In a report striking for its frank condemnation of a close ally, the State Department took Israel to task – along with the Palestinian Authority – for committing “numerous serious human rights abuses” last year. The release last week of the department’s annual country-by-country reports on human rights practices put a surprisingly detailed spotlight, and a fair one, on extreme measures taken by both sides during the armed conflict that erupted between them last September.

There was little, if any, new information in the department’s reports on Israel and the Israeli-occupied territories. But the clear-eyed and unvarnished accounts of extra-judicial killings, excessive force, vigilante violence, live fire against civilians and other abuses seemed unusually blunt, especially given America’s unshakably close relations with the Jewish state.

If anything, the Mideast report reflected deep frustration among American officials that their peace efforts, which brought the sides closer than ever before to a final agreement last July, had disintegrated into a maelstrom of violence. The document bore the thinking of both the Clinton administration officials who prepared it and the Bush administration team that issued it.

Both Israeli and Palestinian leaders rejected the criticism, each arguing, predictably, that the report was unfair to their particular circumstances. Not so. The open warfare known as the Al-Aqsa intifada, now in its sixth month, has been fueled by tit-for-tat retaliation and escalation by both sides. Neither is blameless. The report was right to describe the overall human rights record of each as “poor.”

The report stated that Israel’s security forces killed 307 Palestinians and injured at least 11,300 last year in armed clashes. More have died since. Israel was also rightly criticized for having “targeted for killing a number of Palestinians” who were accused by Israel of attacking, or plotting future attacks on, Jewish settlements or military targets. And Israeli forces were cited for using “excessive force” against Palestinian rioters.
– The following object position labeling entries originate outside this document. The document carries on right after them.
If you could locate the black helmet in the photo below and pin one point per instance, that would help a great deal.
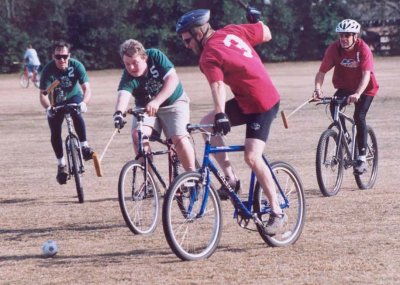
(192, 19)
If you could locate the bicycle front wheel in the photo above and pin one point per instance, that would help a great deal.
(367, 180)
(24, 80)
(291, 200)
(329, 166)
(192, 218)
(139, 198)
(75, 167)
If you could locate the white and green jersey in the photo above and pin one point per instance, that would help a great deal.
(145, 87)
(70, 80)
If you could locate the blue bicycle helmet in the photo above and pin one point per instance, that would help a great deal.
(192, 19)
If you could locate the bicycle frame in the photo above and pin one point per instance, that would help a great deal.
(338, 114)
(244, 207)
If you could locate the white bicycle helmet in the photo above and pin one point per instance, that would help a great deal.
(348, 26)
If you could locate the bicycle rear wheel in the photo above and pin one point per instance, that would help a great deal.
(24, 80)
(367, 180)
(192, 218)
(75, 166)
(139, 198)
(292, 203)
(329, 167)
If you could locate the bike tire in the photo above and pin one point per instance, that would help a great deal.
(367, 180)
(294, 207)
(140, 206)
(329, 168)
(192, 236)
(76, 167)
(24, 80)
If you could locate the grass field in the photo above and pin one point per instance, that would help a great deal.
(351, 238)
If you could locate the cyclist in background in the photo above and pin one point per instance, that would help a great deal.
(74, 87)
(227, 57)
(353, 77)
(150, 77)
(32, 62)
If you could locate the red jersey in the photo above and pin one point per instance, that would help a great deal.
(349, 65)
(229, 56)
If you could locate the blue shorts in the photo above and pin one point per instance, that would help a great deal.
(257, 125)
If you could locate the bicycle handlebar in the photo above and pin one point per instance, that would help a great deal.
(201, 127)
(67, 107)
(335, 99)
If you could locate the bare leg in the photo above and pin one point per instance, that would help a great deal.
(253, 156)
(221, 158)
(185, 152)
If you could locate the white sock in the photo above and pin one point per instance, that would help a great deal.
(61, 161)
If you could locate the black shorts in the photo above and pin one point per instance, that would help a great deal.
(257, 125)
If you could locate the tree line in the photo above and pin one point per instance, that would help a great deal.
(95, 28)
The Israeli Foreign Ministry contends, not without merit, that Israeli actions “must be seen within the context of the current armed conflict, which has been marked by daily terrorist acts against Israeli civilians.” These included bombings, lynching, shootings, grenade and mortar attacks and 3,000 live ammunition assaults by Palestinians. At least 58 Israelis have been killed in the intifada. Given that, Israel argues its response is “proportionate, measured and responsible.”

For their part, Palestinian Authority security forces are accused in the report of killing members of Israel’s security forces, participating in armed attacks with Fatah’s Tanzim militants and abetting civilian violence against Israelis. But the report cautions it is not clear to what extent top Palestinian officials authorized such actions. Perhaps, but Israel makes a compelling case that Palestinians are incited to violence by their leaders. And Palestinians understandably counter they are responding to Israel’s occupation of their lands.

Nothing can justify terrorism like Thursday’s fatal highway bombing against Israel, but the human rights report ought to inspire soul-searching by both sides. It is a pragmatic recitation of the terrible costs and unnecessary abuses that deepen the cycle of violence. It is healthy for the United States to keep its eyes open and be willing to criticize its partners in the moribund peace process, even its closest ally in the region, when criticism is due.